Query a miRNA

1. Overview

Users can query a miRNA of interest by typing the miRNA accession number, miRNA ID of miRBase release 22.1 [1] or previous miRNA IDs in the 'Search a miRNA' field and selecting this miRNA from the dropdown list. In addition to the general information including IDs and sequence of the queried miRNA, links to five miRNA-target databases including ENCORI [2], miRDB [3], miTarBase [4], TargetScan [5], and Diana-TarBase [6] are also provided.

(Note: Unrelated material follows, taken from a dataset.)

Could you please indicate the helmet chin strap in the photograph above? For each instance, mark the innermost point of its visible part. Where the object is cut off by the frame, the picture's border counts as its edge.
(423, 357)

A suite of advanced analyses can be interactively performed for a selected miRNA of interest (Figure 1), including:

(1) Pan-cancer differential expression (DE) analysis,receiver operating characteristic (ROC) analysis and Kaplan Meier (KM) survival analysis in TCGA;

(2) DE analysis, ROC analysis, and KM survival analysis in a selected TCGA project;

(3) miRNA-target correlation analysis;

(4) Functional enrichment analysis of miRNA targets;

(4) Functional enrichment analysis of miRNA targets;

(5) Circulating miRNA expression analysis

Figure 1. Query a miRNA of interest

2. TCGA Pan-cancer Analysis

Pan-cancer DE analysis and ROC analysis of a miRNA between tumor and normal samples can be performed in 33 cancer types from TCGA (Figure 2).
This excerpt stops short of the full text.